Myth: Coaches do coaching to the coachee.

This view is like a tennis match: two players in a volley, and the most effective player hits the perfect shot with just the right spin, pace, direction, location, and timing while the other player was off guard. In coaching, the manager might believe that delivering just the right words at the right time will hit the mark perfectly, and the employee is fixed because of the great competence and skill of the manager. For a manager who believes they are doing coaching to an employee, the logic might be this:

If the manager is proficient at coaching, then the employee’s learning and performance improvement will follow. Therefore, if the employee’s learning and performance are not improving, the manager’s coaching competence is questionable.

To dispel this frightening possibility, the manager might label the employee “uncoachable,” which might not be questioned in some organizations. The flaw in the logic, however, is that the essential foundation for an effective coaching engagement depends on mindset, beliefs and skills of both the manager, not just questioning skills.

Reality: Coaches do coaching with the coachee.

This subtle change in language leads to a difference in mindset that has profound effects on the coaching relationship. Coaching is a creative partnership, not an information delivery process.

A few shifts in beliefs about coaching can make a fundamental difference in the way coaching relationships develop, increasing the likelihood that coaching engagements will be productive and helpful.

Common Belief of Managers and New Coaches

Shifted Belief or Mindset to Support Coaching

Instead of doing coaching to the employee

Participate in coaching with the employee

Instead of seeing the employee as a problem to solve

Relax attachment to coaching outcomes and help the employee gain awareness of options

Instead of being the problem solver

Help the employee learn to solve problems

Instead of doing the thinking for the employee

Help the employee learn to do their own thinking

Instead of giving the answers

Help the employee find their own answers

Instead of telling for efficiency and speed now

Help the employee build their own competence

Instead of seeing questions as weakness or uncertainty

See questioning as the power to direct awareness and elicit insights and learning

Instead of sharing your wisdom directly

Help the employee build their own wisdom

Instead of focusing on gaps you see

Be curious about how they see the situation and if appropriate, raise awareness about other ways to see it

 

Summary

Even if the employee is coachable, but the fundamentals of a trusting, safe coaching relationship are not in place, the coaching will not be effective. At best, the employee will play along, but extrinsic motivators and punishments will be required for behavior change. In this case, the coaching effort is wasted or even counterproductive. When the employee believes that the coaching conversations will be helpful, and the support of the manager is authentic, then the very act of entering into the coaching relationship enables the employee to learn and make progress.

When setting up a coaching program or managing when some coaching engagements are not working, three major areas of assessment may help you determine how to proceed.

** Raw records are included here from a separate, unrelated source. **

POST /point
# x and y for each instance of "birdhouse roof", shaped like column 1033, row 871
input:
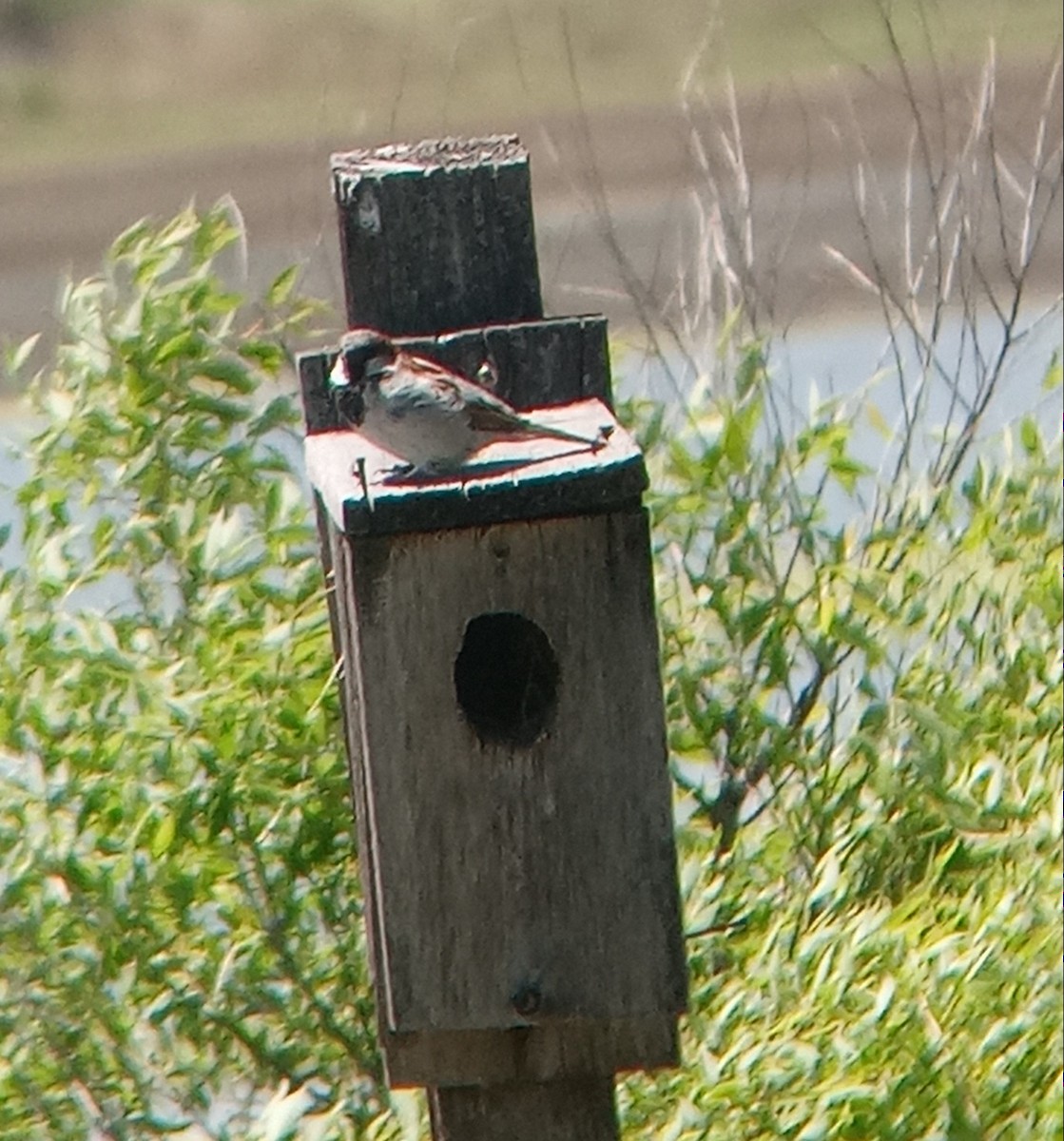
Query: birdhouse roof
column 531, row 479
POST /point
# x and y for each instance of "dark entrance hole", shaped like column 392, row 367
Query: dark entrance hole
column 506, row 678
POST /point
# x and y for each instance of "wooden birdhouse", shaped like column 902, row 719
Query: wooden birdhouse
column 505, row 729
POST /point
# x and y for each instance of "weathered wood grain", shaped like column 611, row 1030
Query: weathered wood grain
column 539, row 364
column 502, row 870
column 535, row 478
column 437, row 235
column 532, row 1054
column 578, row 1110
column 521, row 890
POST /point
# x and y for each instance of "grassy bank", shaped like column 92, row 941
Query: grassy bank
column 118, row 79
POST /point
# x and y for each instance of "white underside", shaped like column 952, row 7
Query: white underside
column 425, row 437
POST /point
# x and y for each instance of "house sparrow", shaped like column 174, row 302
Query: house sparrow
column 421, row 411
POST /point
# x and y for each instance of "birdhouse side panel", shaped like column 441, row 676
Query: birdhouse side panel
column 533, row 877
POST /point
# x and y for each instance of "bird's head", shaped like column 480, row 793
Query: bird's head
column 364, row 355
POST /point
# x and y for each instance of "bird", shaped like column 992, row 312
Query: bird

  1. Use the coachability index to determine if an employee is coachable. Manager coaching is worth trying for all but the very lowest coachability. For really difficult employees for which change is essential, some specialized professional coaching may be able to help.
  2. Don’t assume that a manager’s personal opinion of coachability it accurate. A manager may not recognize their own contribution to a difficult coaching relationship that is not working. Observe the manager’s coaching and look for signs of the important shifts that manager’s need to make to build successful coaching relationships.
  3. If 1 and 2 are not the problem, and coaching is still not working, it’s worth considering a managerial conversation about expectations or an assessment or conversation about job design, job fit, or cultural fit.
The coaching relationship holds the power for the employee to gain awareness and make commitments. When setting up coaching engagements in your organization, it’s important to determine the employee’s coachability and the manager’s coaching beliefs and skills that affect the coaching relationship.